Good examples can be seen below:
The Digital Millennium Copyright Act (DMCA) specifically allows for holders of copyrights to notify YouTube that their Intellectual Property is on the site without their permission. YouTube is then obliged to take down the offending video under Section 512 DMCA. Because of the DMCA, YouTube largely escapes liability for hosting infringing material until it is notified that the video is infringing and then has a reasonable amount of time to remove the video.
The flip side for rights-owners is that if they make false claims about websites hosting infringing material, then they can be forced to pay damages under Section 512 (f). At any given time there is infringing material on YouTube, but often is allowed to remain on the site as it falls under the doctrine of American copyright law referred to as ‘fair use’. Lessig's legal argument is simply that using a clip of a video as he did in his presentation is to be considered under the fair use doctrine. the lecture was educational in nature, and neither he nor the sponsor Creative Commons, made any profit.
Copyright owners are notorious for making false claims against legitimate fair use. Unfortunately, YouTube is faced with making decisions with far-reaching implications about whether or not a ‘clip’ is infringing or whether it is ‘fair use’. Because liability starts at the moment of notification, websites often play it safe and remove content.
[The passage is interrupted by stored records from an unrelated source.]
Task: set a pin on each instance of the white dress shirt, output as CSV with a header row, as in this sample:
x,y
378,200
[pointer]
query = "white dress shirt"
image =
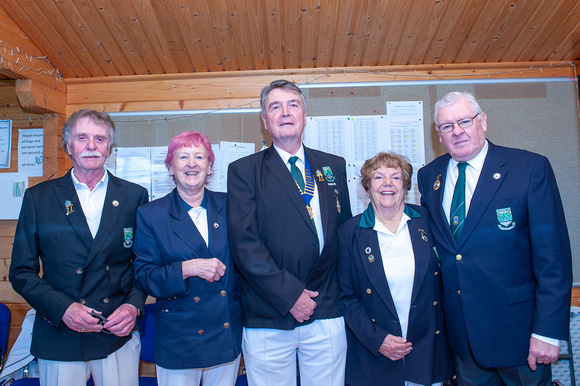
x,y
314,203
199,217
93,201
472,172
399,265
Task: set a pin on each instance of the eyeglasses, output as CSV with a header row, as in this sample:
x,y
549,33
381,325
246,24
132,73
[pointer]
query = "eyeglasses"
x,y
464,124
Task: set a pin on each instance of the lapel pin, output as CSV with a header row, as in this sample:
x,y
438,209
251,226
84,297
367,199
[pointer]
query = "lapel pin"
x,y
437,183
68,207
127,236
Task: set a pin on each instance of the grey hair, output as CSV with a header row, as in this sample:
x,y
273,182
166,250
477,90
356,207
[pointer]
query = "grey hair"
x,y
283,84
454,97
99,118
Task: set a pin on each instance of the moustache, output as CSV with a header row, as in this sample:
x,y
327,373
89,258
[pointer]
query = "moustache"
x,y
91,153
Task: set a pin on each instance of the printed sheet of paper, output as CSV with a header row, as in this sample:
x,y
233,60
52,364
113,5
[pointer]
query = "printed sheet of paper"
x,y
134,164
5,143
229,152
12,187
405,123
30,152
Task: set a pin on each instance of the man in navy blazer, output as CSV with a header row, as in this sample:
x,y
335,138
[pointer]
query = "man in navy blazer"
x,y
507,278
284,243
80,228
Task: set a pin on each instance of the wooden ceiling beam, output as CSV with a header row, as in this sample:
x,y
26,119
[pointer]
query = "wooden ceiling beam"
x,y
22,59
40,98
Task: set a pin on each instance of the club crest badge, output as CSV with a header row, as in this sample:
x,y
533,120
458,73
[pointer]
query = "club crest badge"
x,y
68,207
127,237
437,183
328,175
505,219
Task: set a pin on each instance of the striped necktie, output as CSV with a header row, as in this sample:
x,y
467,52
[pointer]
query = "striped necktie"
x,y
457,216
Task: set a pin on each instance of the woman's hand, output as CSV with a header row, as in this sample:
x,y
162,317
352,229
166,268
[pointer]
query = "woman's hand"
x,y
208,269
395,347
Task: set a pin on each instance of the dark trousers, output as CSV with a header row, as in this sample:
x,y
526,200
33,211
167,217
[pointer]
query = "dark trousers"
x,y
470,373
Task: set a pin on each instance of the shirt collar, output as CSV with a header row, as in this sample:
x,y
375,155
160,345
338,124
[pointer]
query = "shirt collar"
x,y
79,184
189,207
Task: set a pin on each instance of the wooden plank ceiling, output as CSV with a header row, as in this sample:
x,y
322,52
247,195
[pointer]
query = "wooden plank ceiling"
x,y
96,38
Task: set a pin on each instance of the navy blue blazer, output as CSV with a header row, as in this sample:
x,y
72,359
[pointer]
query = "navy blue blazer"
x,y
510,274
75,267
274,243
370,313
198,323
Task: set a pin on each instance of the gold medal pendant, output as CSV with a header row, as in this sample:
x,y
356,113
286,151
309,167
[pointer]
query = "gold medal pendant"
x,y
310,213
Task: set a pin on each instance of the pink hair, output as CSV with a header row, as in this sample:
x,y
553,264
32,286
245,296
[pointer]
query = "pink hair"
x,y
189,139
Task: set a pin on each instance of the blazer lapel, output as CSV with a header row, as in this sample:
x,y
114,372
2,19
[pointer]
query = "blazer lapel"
x,y
66,192
184,227
438,186
490,179
274,162
322,187
421,250
373,265
216,222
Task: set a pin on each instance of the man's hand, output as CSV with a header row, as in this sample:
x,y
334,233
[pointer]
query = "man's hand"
x,y
78,318
122,320
209,270
542,352
395,347
304,306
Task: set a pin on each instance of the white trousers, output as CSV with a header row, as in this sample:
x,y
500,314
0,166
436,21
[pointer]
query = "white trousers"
x,y
270,355
221,375
120,368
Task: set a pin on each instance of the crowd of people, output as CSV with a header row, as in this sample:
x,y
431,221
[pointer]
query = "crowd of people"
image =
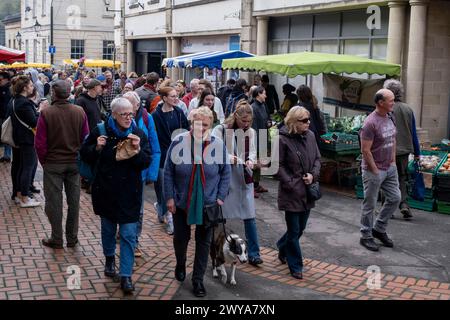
x,y
130,131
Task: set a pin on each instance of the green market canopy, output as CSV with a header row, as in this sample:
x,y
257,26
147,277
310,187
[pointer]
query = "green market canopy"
x,y
304,63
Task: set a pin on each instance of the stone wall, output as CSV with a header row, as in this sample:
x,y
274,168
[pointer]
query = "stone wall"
x,y
437,72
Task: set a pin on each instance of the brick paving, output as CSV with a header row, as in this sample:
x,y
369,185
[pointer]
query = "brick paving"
x,y
31,271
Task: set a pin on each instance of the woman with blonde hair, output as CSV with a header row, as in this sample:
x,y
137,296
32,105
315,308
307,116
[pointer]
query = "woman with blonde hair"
x,y
239,138
299,166
193,182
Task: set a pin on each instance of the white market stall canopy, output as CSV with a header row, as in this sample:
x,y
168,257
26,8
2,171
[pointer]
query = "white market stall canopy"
x,y
206,59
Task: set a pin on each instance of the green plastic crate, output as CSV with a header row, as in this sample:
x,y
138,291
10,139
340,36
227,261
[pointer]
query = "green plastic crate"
x,y
426,205
440,154
339,141
443,207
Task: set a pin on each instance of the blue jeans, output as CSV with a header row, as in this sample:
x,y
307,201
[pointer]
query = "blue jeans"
x,y
252,238
141,217
159,190
127,244
289,245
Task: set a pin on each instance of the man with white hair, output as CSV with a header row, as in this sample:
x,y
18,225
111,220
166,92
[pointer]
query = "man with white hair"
x,y
407,141
379,172
194,92
144,121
Now Lessig has turned to the Electronic Frontier Foundation to help in a lawsuit against Liberation Music for seeking to remove the clip from YouTube.
The EFF and Lessig are seeking to have Liberation Music pay damages under section 512 (f) of the DMCA which requires copyright owners to pay damages when they go too far in issuing take-downs. There are extremely few cases where a copyright owner is taken to court for making a false claim like Lessig has done by raising an action against Liberation Music. The EFF's one lawsuit in this area has been the incredibly long-lasting Lenz v. Universal, the "dancing baby"lawsuit, where Universal sought to remove a video from YouTube of a dancing baby which contained a very small clip of Prince’s "Lets Go Crazy" playing in the background. That case, filed in 2007, is just now heading slowly towards an appeal court, and EFF has seen mixed results in that case.